Further the music on AM/FM radio is as bad today as my father found the music I listened to years past.

IUniversity also has superb podcast material even is the art presentations and art history presentations have the most interesting visuals that make driving a major distraction.  Audiobooks are good too but whereas podcasts are commonly a half hour to an hour an audio book is often 10 hours. Recently on a long drive we so enjoyed Evanovitch’s Hard Twenty Four novel because it was light and fairly fast moving.  I wouldn’t think Dostoevsky would make for a good audio book experience.
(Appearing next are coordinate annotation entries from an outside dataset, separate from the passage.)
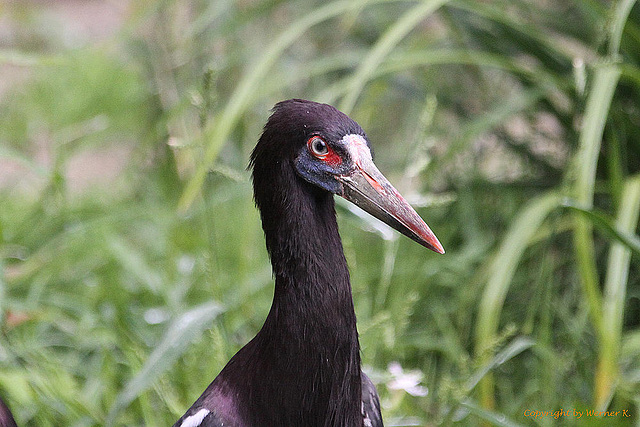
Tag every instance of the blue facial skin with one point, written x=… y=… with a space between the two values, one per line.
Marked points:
x=323 y=174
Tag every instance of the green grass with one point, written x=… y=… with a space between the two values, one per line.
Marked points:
x=513 y=127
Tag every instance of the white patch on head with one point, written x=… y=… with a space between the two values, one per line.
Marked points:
x=357 y=147
x=196 y=419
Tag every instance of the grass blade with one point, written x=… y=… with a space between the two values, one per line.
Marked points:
x=508 y=256
x=615 y=295
x=177 y=339
x=217 y=132
x=384 y=46
x=586 y=162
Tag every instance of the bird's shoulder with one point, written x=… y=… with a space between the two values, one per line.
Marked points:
x=372 y=417
x=199 y=417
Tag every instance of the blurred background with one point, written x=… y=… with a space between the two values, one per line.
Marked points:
x=132 y=261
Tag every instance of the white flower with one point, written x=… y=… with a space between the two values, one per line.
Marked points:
x=407 y=381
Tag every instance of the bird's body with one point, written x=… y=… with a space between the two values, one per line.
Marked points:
x=303 y=367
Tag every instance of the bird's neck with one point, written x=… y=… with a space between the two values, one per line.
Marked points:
x=311 y=274
x=310 y=337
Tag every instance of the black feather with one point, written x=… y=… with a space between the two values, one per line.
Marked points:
x=303 y=367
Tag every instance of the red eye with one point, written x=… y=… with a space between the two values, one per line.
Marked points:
x=318 y=147
x=321 y=150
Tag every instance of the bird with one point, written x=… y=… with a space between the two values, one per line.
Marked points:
x=303 y=367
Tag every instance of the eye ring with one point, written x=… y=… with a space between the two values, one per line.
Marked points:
x=318 y=146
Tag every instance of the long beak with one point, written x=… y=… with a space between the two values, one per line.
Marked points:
x=367 y=188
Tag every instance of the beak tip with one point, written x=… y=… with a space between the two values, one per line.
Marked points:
x=436 y=246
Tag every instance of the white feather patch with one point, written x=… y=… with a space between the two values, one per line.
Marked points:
x=195 y=419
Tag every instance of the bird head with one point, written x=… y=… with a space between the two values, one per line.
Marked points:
x=331 y=151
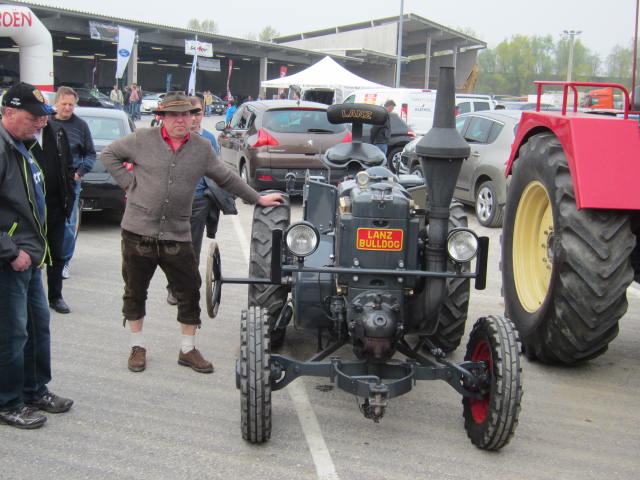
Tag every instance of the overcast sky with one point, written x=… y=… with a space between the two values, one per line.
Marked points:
x=604 y=24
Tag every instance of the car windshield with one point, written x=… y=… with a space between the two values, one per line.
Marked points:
x=299 y=120
x=103 y=128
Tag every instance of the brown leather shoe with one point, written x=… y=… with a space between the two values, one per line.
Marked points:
x=195 y=360
x=137 y=359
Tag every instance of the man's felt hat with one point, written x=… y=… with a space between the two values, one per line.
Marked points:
x=26 y=97
x=175 y=102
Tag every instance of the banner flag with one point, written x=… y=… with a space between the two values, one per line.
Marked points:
x=126 y=36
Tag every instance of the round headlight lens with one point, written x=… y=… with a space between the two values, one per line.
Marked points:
x=462 y=245
x=302 y=239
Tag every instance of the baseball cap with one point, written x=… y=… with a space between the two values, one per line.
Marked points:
x=26 y=97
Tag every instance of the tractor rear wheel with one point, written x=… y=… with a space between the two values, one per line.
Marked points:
x=453 y=312
x=273 y=298
x=255 y=376
x=491 y=420
x=565 y=271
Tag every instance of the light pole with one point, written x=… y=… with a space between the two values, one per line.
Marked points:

In the past driving all night I’ve found war and sci fiction written in a kind of comic book manner all I could manage as more intelligent pieces tend to put one to sleep on long drives.

I miss commuting on trains in England when I had a seat and could write and read while glancing at the beautiful country side.  Riding on buses standing isn’t at all enjoyable by comparison so one gets the impression that the designers consider moving people as a kind of freight rather than consideration of the experience.
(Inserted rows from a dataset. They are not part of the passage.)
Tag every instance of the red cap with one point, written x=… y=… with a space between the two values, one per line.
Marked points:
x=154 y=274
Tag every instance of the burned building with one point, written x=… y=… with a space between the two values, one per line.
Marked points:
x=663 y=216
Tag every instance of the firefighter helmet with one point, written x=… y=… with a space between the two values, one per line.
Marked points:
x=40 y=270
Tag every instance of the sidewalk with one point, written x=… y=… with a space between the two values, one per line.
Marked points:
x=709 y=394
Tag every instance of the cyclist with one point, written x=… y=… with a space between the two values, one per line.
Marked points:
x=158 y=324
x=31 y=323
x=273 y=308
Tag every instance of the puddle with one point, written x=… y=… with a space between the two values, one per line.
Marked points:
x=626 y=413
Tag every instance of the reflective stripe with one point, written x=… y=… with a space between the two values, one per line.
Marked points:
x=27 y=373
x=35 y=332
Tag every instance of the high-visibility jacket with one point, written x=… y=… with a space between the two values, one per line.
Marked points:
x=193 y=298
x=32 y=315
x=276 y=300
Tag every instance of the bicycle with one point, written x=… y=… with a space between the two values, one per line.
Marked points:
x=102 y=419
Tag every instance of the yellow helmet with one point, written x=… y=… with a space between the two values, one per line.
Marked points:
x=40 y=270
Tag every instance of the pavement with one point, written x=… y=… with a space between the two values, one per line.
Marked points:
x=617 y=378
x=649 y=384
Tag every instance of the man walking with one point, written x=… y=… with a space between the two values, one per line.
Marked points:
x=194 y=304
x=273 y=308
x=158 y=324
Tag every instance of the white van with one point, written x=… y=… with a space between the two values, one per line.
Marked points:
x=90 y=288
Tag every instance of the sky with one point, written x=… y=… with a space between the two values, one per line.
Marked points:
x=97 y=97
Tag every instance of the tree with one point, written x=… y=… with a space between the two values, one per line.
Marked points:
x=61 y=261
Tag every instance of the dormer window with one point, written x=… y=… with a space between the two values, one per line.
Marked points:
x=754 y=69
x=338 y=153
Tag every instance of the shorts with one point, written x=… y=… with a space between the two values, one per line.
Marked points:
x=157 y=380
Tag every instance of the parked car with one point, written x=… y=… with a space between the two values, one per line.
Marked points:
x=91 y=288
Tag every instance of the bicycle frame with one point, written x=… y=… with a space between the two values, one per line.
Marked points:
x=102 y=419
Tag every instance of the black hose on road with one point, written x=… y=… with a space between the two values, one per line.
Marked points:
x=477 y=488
Hence the need for Automobile Autopilots.  I can’t wait!

Thursday, May 18, 2017

University of Arizona Neurology Grand Rounds Podcasts

University of Arizona Neuroscience Department has an excellent podcast series of their Neurology Grand Rounds which I have accessed through iTunes U on my iPhone 6s.  I’ve been listening to these driving to and from work for the last couple of years.  They have always been most informative and extremely well presented.   The presentations have visuals  which I cannot access given I’m driving but I’ve gone back and reviewed some later.  However the presenters seem to appreciate that a lot of us aren’t watching them so make a point of explaining the most relevant information.
I’ve just listened to Sheena Aurora MD presenting on Migraine Pathophysiology and it’s been a real treat. She’s an amazing researchers with obviously well deserved awards and credits. Much to my surprise she explained that the MRI and fMRI angioplastic imaging blow the old idea of vascular migraines right out of the water. I’d heard this was being challenged as a theory a few years back but now it’s clear that the old idea of vascular constriction and ischemia just doesn’t occur.  What does occur is a hyper perfusion of the brain with a cortical depression. It appears that there is an increase in blood flow but that the brain is unresponsive .
The genetic predisposition for migraine phenomena has been found in variations on Chromosome 19.    80% of migraine sufferers have first degree relatives with migraine also.  There appears to be an channelopathy abnormality , the very area of neurology Dr. Robert Stowe studies here at UBC.  It appears that the presynaptic channel gate allows greater flow of potassium causing changes in the sensitivity of the tissue.  The techniques with various perfusion and scanning approaches used first in animals and later in less invasive forms in humans has been a long hard struggle to delineate the actual problem areas.
The generation of pain appears to be in the brain stem but the actual location is uncertain, though the research focus now is the hypothalamus.
The attempt too is to sort out why the variety of medications used in treatment of migraines appear to work with some not all.  Tryptans, topiramate, Coenzyme Q-10, possibly magnesium, etc.  The issue of inflammation exists too because the standard anti inflammatory medications like ASA, and NSAids (ibuprofen, and naproxen) continue to be beneficial.
There was much more that Sheena Aurora MD covered but those were the points that mattered most to me clinically. I certainly will be trying Coenzyme Q - 10 and watching for newer medications to come along shortly given the advances that are really coming along quickly.
I really did enjoy my commute to work thanks again to the University of Arizona and Sheena Aurora.